On Tue, 2022-04-26 at 13:21 -0700, Dave Hansen wrote:
> > +config INTEL_TDX_HOST
> > +	bool "Intel Trust Domain Extensions (TDX) host support"
> > +	default n
> > +	depends on CPU_SUP_INTEL
> > +	depends on X86_64
> > +	help
> > +	  Intel Trust Domain Extensions (TDX) protects guest VMs from
> > malicious
> > +	  host and certain physical attacks.  This option enables necessary
> > TDX
> > +	  support in host kernel to run protected VMs.
> > +
> > +	  If unsure, say N.
> 
> Nothing about KVM?

I'll add KVM into the context. How about below?

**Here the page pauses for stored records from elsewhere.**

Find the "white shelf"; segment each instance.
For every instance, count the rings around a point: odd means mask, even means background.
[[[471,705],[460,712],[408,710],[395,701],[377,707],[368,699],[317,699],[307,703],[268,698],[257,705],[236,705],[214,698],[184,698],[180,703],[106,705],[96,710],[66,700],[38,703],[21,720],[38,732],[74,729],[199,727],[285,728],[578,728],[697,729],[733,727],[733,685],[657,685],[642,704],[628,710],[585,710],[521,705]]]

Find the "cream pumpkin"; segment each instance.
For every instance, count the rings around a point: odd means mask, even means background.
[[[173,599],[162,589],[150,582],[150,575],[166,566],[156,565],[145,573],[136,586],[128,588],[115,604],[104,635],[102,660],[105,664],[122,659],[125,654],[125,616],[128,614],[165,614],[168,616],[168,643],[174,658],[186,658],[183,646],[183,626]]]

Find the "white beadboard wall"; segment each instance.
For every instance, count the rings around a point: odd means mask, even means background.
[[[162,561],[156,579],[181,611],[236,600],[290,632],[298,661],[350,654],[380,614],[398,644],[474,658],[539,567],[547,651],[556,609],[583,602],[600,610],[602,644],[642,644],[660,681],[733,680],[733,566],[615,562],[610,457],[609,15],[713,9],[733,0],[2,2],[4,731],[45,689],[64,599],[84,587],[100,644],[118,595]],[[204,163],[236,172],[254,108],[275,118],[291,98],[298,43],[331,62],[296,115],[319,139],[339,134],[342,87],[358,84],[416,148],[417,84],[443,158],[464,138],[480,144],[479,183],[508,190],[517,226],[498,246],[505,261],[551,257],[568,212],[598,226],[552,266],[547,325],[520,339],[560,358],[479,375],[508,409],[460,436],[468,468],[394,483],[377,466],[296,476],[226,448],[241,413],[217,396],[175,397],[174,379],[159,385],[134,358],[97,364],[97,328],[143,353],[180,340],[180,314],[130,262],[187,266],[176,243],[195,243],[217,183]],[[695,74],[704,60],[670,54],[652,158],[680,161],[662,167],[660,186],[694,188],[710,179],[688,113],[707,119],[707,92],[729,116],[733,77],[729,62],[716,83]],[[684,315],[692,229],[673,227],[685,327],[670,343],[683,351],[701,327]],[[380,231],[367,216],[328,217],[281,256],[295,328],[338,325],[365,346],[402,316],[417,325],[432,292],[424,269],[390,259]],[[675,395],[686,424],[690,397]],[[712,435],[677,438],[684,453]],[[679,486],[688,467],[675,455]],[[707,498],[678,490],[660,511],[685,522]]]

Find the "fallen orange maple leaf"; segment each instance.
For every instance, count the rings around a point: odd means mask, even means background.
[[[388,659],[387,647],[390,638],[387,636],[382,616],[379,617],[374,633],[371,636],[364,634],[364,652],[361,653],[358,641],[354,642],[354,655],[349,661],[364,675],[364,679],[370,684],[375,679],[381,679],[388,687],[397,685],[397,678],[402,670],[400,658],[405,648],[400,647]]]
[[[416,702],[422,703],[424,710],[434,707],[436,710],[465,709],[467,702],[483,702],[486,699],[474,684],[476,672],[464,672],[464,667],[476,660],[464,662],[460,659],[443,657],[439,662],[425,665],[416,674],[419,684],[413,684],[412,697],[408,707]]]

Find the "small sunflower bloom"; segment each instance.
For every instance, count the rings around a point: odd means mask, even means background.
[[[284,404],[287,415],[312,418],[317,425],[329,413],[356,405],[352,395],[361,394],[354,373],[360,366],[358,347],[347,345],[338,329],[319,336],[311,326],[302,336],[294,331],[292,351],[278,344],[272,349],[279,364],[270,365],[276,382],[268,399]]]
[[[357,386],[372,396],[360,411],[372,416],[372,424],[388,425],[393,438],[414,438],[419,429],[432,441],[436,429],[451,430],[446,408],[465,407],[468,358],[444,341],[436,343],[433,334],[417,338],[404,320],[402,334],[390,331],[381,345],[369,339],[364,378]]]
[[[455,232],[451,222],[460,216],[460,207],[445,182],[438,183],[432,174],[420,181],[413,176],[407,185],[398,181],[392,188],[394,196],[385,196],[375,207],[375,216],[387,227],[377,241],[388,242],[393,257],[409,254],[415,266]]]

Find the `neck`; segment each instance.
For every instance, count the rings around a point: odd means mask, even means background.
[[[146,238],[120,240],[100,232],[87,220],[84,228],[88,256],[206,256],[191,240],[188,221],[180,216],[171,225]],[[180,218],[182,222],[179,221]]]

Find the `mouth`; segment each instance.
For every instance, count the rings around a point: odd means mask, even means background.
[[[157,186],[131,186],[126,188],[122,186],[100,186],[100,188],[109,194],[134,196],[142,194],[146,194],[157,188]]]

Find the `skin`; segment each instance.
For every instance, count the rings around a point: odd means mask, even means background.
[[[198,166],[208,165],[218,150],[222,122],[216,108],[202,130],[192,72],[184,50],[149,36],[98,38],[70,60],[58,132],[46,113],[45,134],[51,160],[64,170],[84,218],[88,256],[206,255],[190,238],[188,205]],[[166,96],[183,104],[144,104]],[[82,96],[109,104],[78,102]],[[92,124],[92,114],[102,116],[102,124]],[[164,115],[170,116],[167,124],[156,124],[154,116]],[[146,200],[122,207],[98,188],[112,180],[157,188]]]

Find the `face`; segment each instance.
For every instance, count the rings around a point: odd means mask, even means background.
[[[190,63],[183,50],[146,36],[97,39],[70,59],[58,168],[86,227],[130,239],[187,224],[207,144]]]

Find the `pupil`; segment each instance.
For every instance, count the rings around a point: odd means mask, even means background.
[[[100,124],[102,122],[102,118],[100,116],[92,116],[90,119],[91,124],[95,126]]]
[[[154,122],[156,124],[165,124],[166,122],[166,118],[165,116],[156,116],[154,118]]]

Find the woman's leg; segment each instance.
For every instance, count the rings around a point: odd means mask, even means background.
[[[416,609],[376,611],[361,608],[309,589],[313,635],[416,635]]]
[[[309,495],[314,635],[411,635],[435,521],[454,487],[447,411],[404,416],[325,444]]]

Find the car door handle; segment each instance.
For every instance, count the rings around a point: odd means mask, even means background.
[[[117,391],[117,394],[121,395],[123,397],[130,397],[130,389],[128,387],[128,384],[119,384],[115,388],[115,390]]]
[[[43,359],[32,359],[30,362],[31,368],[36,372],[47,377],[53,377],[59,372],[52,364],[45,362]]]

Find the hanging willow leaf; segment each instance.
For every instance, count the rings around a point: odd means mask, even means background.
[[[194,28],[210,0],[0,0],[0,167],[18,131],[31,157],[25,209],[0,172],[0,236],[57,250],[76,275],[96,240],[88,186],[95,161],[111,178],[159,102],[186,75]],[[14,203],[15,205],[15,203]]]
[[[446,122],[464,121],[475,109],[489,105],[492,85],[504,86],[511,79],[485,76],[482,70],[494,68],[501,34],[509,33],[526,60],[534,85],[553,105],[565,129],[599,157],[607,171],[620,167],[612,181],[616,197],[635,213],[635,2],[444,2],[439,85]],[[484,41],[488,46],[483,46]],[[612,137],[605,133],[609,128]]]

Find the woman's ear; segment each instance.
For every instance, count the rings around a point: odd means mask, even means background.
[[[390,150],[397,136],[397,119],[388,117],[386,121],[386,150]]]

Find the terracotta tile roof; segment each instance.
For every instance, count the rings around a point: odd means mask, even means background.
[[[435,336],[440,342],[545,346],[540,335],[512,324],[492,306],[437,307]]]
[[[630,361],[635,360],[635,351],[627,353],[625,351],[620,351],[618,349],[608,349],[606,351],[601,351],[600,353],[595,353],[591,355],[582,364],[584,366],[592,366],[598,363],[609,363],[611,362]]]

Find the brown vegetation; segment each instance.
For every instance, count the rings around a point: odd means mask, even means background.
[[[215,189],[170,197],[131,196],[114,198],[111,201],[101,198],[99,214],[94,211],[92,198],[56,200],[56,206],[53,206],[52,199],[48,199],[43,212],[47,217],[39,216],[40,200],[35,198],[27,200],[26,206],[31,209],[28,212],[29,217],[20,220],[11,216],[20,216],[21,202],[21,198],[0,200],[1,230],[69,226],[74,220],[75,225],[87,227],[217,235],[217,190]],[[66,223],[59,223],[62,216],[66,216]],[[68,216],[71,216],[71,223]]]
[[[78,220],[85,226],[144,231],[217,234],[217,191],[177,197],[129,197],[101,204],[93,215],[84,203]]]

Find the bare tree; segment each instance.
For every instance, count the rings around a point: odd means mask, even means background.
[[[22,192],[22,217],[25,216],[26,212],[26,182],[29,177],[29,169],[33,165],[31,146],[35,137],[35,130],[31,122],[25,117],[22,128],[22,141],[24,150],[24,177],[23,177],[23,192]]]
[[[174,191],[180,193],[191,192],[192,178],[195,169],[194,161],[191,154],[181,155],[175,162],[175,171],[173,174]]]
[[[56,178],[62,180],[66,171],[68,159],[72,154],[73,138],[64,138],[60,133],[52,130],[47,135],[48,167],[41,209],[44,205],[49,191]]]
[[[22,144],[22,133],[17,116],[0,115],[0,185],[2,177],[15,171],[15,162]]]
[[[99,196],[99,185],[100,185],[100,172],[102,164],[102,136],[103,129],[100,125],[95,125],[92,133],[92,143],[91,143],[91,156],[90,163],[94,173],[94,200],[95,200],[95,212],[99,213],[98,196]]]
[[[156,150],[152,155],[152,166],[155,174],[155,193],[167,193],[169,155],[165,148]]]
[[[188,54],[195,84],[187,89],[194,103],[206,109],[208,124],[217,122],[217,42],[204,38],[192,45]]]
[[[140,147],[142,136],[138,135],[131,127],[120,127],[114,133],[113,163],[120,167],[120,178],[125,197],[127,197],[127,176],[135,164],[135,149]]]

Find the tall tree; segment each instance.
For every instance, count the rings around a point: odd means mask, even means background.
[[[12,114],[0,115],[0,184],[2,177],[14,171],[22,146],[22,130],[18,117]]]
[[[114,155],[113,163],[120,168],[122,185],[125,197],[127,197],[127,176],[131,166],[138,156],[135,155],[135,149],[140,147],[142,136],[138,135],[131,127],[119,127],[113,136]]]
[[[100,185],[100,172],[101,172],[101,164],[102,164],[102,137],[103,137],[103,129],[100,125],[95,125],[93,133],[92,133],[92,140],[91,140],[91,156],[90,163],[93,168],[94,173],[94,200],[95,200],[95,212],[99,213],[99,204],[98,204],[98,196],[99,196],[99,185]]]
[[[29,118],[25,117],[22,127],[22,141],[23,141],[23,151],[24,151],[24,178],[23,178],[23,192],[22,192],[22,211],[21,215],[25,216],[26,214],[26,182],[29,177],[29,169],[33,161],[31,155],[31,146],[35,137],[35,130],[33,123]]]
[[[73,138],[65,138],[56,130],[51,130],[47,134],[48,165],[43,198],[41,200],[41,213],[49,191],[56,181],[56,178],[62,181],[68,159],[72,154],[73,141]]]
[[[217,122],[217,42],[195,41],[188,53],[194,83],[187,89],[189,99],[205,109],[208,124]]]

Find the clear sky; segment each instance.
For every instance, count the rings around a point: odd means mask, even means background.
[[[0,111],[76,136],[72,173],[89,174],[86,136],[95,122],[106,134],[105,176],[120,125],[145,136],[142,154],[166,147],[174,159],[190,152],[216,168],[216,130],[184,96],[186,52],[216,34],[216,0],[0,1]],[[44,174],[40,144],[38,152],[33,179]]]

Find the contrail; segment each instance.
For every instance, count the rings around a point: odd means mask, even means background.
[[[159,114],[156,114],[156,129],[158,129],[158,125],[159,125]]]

"Intel Trust Domain Extensions (TDX) protects guest VMs from malicious
host and certain physical attacks.  This option enables necessary TDX
support in host kernel to allow KVM to run protected VMs called Trust
Domains (TD)."

> 
> ...
> > diff --git a/arch/x86/virt/vmx/tdx/tdx.c b/arch/x86/virt/vmx/tdx/tdx.c
> > new file mode 100644
> > index 000000000000..03f35c75f439
> > --- /dev/null
> > +++ b/arch/x86/virt/vmx/tdx/tdx.c
> > @@ -0,0 +1,102 @@
> > +// SPDX-License-Identifier: GPL-2.0
> > +/*
> > + * Copyright(c) 2022 Intel Corporation.
> > + *
> > + * Intel Trusted Domain Extensions (TDX) support
> > + */
> > +
> > +#define pr_fmt(fmt)	"tdx: " fmt
> > +
> > +#include <linux/types.h>
> > +#include <linux/cpumask.h>
> > +#include <asm/msr-index.h>
> > +#include <asm/msr.h>
> > +#include <asm/cpufeature.h>
> > +#include <asm/cpufeatures.h>
> > +#include <asm/tdx.h>
> > +
> > +/* Support Intel Secure Arbitration Mode Range Registers (SEAMRR) */
> > +#define MTRR_CAP_SEAMRR			BIT(15)
> > +
> > +/* Core-scope Intel SEAMRR base and mask registers. */
> > +#define MSR_IA32_SEAMRR_PHYS_BASE	0x00001400
> > +#define MSR_IA32_SEAMRR_PHYS_MASK	0x00001401
> > +
> > +#define SEAMRR_PHYS_BASE_CONFIGURED	BIT_ULL(3)
> > +#define SEAMRR_PHYS_MASK_ENABLED	BIT_ULL(11)
> > +#define SEAMRR_PHYS_MASK_LOCKED		BIT_ULL(10)
> > +
> > +#define SEAMRR_ENABLED_BITS	\
> > +	(SEAMRR_PHYS_MASK_ENABLED | SEAMRR_PHYS_MASK_LOCKED)
> > +
> > +/* BIOS must configure SEAMRR registers for all cores consistently */
> > +static u64 seamrr_base, seamrr_mask;
> > +
> > +static bool __seamrr_enabled(void)
> > +{
> > +	return (seamrr_mask & SEAMRR_ENABLED_BITS) == SEAMRR_ENABLED_BITS;
> > +}
> 
> But there's no case where seamrr_mask is non-zero and where
> _seamrr_enabled().  Why bother checking the SEAMRR_ENABLED_BITS?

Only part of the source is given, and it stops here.